The Uptown Curling Club is back for another winter, but its president fears this season might slide right through the house.
“The club is struggling with curlers,” says Keenan Kennedy. “We need curlers in all areas. This club is struggling in all areas, in curlers and financially. We need to get things back.”
The club has seen its membership steadily decline over the past few years. While the downward trend has leveled off for this year, Kennedy is still concerned.
A particular cause for worry is the women’s division, which Kennedy says has had to cut down from playing twice a week to once.
“The ladies’ curling is pretty low,” says Kennedy. “It’s almost to the point where they’re barely even having a ladies’ draw, because there’s almost no curlers at all.”
The club has flirted with temporary closure in the past. For Kennedy, closing the club, even for one year, is not a good option.
“If we shut the place down for one year, it’d be hard to reopen it again the following year,” he says. “People would just drift away and you wouldn’t get them back. If people want it, they need to come out. They need to curl.”

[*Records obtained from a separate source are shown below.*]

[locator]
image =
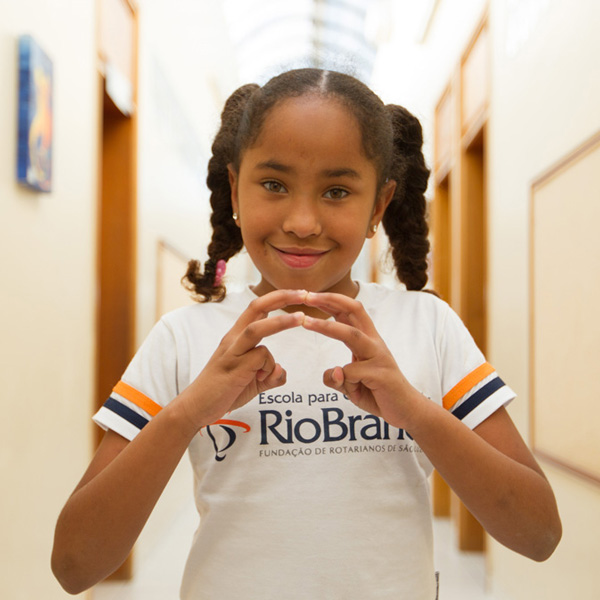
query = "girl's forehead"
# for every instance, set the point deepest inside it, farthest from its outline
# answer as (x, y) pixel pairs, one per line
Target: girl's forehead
(311, 124)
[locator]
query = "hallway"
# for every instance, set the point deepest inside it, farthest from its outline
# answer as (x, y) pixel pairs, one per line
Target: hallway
(159, 567)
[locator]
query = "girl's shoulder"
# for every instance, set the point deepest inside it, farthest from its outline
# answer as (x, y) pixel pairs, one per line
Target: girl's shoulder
(375, 296)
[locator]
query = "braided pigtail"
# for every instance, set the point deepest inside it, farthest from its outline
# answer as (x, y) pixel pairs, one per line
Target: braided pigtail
(405, 220)
(226, 241)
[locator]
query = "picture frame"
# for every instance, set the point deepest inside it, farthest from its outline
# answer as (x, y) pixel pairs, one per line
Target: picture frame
(35, 116)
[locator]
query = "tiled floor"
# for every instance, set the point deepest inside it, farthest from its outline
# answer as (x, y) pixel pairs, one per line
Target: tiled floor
(159, 570)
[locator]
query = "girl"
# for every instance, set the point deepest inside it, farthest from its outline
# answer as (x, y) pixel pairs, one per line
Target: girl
(314, 424)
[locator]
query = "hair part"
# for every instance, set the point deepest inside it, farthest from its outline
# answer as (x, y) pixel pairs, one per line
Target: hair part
(391, 137)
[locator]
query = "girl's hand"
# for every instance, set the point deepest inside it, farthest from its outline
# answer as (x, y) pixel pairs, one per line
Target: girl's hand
(372, 380)
(240, 369)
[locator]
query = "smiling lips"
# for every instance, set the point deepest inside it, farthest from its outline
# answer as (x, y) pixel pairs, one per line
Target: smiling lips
(300, 258)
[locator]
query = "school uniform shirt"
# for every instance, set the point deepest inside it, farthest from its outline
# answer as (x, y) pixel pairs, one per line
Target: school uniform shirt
(300, 493)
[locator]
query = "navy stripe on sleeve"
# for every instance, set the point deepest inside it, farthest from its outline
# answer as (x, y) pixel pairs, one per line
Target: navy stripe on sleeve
(124, 411)
(478, 397)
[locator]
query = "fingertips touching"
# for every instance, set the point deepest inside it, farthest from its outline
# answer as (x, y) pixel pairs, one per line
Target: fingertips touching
(334, 378)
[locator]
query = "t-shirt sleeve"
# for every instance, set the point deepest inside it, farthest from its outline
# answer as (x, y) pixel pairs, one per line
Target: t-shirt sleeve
(148, 384)
(471, 388)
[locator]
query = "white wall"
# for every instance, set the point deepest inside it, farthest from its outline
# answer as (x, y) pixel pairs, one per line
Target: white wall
(186, 74)
(47, 271)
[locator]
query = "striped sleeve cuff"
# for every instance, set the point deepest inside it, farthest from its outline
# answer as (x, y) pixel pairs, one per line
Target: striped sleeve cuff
(477, 396)
(127, 411)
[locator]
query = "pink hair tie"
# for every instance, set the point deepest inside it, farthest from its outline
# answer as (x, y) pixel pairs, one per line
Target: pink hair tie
(219, 272)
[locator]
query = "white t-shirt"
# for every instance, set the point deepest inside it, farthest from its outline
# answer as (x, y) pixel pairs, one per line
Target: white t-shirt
(300, 493)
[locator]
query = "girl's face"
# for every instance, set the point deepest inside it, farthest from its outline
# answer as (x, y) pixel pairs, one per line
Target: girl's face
(306, 197)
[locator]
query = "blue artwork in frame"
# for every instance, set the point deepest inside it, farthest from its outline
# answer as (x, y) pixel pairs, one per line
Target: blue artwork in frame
(34, 151)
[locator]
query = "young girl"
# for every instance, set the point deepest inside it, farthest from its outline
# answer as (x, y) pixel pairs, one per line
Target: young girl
(313, 406)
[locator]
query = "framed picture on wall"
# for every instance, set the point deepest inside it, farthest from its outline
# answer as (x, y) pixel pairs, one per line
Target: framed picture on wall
(34, 145)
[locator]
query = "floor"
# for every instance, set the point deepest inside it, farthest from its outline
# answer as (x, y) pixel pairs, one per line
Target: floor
(159, 570)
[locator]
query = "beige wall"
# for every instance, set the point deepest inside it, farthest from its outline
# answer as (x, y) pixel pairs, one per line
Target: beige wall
(47, 258)
(545, 96)
(545, 99)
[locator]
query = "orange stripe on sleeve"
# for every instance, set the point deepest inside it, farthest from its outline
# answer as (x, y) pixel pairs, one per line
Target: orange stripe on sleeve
(139, 399)
(464, 385)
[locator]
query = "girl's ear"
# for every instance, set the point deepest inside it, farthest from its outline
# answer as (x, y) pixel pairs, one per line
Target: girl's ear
(233, 184)
(383, 200)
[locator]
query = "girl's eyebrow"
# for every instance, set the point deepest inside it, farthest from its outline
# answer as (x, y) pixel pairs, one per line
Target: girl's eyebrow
(341, 172)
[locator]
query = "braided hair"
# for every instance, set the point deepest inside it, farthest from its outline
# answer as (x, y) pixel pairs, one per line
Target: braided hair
(391, 137)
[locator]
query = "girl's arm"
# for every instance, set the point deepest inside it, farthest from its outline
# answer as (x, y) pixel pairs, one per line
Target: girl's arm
(490, 468)
(107, 511)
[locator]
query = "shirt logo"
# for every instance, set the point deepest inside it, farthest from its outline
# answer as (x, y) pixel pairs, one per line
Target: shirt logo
(227, 426)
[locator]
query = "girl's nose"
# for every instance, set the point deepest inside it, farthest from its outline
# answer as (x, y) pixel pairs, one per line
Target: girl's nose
(302, 218)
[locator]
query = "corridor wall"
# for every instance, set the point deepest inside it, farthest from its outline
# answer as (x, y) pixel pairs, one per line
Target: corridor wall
(47, 273)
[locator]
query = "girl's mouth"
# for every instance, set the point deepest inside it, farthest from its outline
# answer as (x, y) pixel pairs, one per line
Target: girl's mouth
(300, 258)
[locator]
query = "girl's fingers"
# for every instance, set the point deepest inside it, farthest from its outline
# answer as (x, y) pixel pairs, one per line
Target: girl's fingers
(334, 378)
(343, 309)
(361, 345)
(261, 306)
(254, 332)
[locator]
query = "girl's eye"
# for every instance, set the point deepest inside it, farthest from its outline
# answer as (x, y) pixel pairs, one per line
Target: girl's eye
(274, 186)
(336, 194)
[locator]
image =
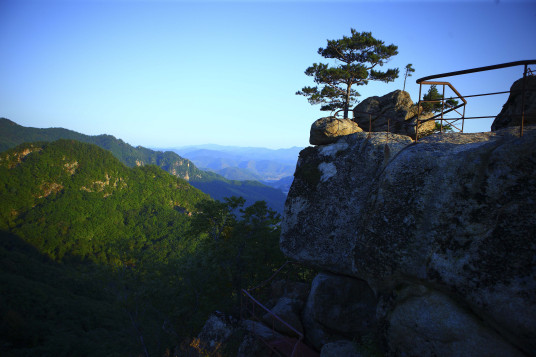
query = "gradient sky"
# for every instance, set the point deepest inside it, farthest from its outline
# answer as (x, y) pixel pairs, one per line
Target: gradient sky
(171, 73)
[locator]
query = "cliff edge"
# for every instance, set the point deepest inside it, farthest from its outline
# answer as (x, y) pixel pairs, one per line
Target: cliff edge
(443, 231)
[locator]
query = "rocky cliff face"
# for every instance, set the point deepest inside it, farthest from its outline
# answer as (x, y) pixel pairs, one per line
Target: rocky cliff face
(443, 231)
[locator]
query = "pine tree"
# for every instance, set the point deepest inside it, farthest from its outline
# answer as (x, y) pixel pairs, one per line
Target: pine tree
(359, 55)
(409, 70)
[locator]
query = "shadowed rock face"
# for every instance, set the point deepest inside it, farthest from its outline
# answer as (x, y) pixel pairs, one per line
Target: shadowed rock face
(455, 213)
(510, 114)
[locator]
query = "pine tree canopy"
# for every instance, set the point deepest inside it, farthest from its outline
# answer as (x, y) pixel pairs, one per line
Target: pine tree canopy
(359, 55)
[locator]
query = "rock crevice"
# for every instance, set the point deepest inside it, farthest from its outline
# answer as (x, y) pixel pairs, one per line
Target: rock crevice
(451, 218)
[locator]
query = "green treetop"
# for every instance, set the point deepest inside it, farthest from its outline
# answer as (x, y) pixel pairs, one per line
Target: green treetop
(409, 70)
(358, 56)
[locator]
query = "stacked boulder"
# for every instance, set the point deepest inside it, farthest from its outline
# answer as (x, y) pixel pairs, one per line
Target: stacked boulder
(430, 247)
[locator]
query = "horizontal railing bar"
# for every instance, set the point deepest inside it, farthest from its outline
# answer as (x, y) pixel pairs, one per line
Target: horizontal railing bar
(271, 313)
(475, 70)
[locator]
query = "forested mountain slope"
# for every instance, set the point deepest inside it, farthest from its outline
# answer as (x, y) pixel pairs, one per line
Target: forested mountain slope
(72, 198)
(97, 258)
(12, 134)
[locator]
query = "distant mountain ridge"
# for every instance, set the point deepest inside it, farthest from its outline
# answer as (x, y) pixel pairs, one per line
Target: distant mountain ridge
(273, 167)
(217, 186)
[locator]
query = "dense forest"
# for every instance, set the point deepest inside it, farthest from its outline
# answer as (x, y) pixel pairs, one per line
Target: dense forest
(218, 187)
(97, 258)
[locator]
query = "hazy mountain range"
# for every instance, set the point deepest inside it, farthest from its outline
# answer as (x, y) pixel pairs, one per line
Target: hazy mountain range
(217, 186)
(271, 167)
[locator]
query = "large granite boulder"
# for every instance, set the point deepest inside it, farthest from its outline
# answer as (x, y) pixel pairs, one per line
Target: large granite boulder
(431, 324)
(339, 349)
(510, 114)
(285, 316)
(453, 212)
(338, 307)
(393, 112)
(327, 130)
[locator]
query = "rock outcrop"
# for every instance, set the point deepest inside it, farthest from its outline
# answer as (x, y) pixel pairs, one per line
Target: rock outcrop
(510, 114)
(393, 112)
(443, 231)
(327, 130)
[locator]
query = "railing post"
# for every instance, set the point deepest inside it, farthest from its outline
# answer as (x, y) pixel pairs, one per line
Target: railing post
(418, 114)
(442, 109)
(523, 101)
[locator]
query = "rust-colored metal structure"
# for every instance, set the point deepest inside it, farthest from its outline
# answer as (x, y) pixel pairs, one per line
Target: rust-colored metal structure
(288, 345)
(428, 81)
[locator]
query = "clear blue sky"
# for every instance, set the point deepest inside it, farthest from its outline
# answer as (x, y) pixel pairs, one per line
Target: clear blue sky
(171, 73)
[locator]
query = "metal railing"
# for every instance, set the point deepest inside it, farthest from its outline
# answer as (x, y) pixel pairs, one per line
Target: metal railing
(279, 345)
(427, 80)
(288, 345)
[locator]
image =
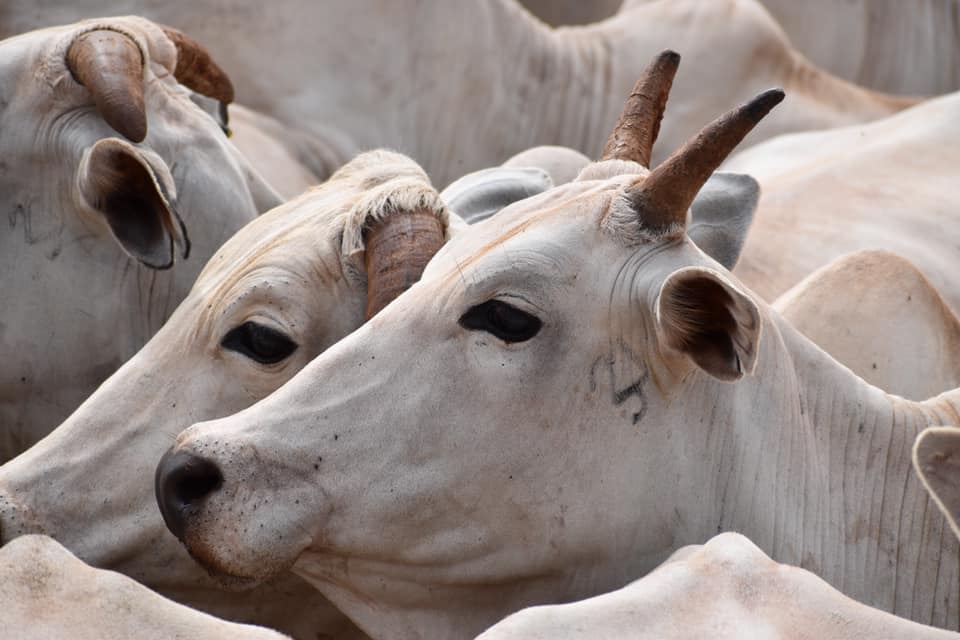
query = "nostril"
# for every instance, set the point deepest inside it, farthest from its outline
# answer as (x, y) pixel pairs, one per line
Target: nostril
(183, 480)
(195, 479)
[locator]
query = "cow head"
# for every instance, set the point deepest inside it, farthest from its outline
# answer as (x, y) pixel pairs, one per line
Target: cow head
(479, 444)
(282, 290)
(108, 174)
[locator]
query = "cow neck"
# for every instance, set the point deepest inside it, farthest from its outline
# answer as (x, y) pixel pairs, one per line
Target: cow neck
(822, 478)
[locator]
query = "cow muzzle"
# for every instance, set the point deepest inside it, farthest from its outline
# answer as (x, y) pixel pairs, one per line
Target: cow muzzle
(182, 483)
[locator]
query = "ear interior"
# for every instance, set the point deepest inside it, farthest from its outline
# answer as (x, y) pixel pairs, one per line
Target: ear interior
(116, 181)
(936, 458)
(721, 215)
(702, 315)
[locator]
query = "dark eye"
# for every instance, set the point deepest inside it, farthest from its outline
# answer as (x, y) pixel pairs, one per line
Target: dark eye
(260, 343)
(502, 320)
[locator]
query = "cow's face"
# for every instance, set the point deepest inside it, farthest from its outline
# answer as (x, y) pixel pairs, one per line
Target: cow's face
(100, 208)
(282, 290)
(483, 431)
(484, 428)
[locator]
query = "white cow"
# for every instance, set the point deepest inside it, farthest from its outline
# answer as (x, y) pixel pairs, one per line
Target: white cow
(571, 12)
(572, 391)
(877, 314)
(48, 594)
(283, 289)
(290, 159)
(886, 185)
(890, 45)
(936, 458)
(727, 589)
(490, 80)
(110, 176)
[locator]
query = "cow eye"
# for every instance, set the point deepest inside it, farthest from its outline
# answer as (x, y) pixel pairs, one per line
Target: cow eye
(260, 343)
(502, 320)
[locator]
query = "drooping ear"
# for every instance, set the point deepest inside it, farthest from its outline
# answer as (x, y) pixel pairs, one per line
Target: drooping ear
(702, 314)
(936, 459)
(117, 181)
(479, 195)
(721, 216)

Declining membership is the main cause of the club’s challenges. It is the only curling rink still open in the Flin Flon/Creighton area, compared to four that were operational 15 years ago.
“It’s a dying sport,” Kennedy says. “It’s typical small-town stuff. Curling is not the social game people like to do anymore. It’s been dying for quite a few years. It’s the same old story in Flin Flon and across Canada, to be perfectly honest.”
Key to reinvigorating the sport is youth curling, but the club has had trouble attracting and keeping youth players.
“We do have the odd young kid that comes out with a couple of their friends and they curl for a while, but then they don’t come back,” says Kennedy. “They were interested, but they didn’t follow through.”
To counter that, Kennedy and the club are waiving ice fees for players 18 years old and younger.
“That’s what we want to do – get the kids back,” he says. “If they want to curl, and they’re a junior and want to put a team in, they don’t have to pay the dues.”
A phys-ed program involving the Uptown Curling Club and Hapnot Collegiate was proposed for last year. Ice slots were booked, but the partnership never happened. “They called me and asked if they could come out through the school to throw some rocks, learn how to curl, that sort of thing,” says Kennedy.
“We would be more than willing to have them come out if they want to put curling back in their curriculum for physical education. There’s more than enough time for them to come out and do it.”
The news is not all bad for the curling club. They will hold several bonspiels throughout the year, including a men’s and ladies’ bonspiel at the end of the season. The event replaced the separate year-end men’s and ladies’ bonspiels last year. Kennedy says the reaction from last year’s event was too good for the club to pass up.
“It was such a great success last year,” he says. “I guarantee we’re going to do it again this year.”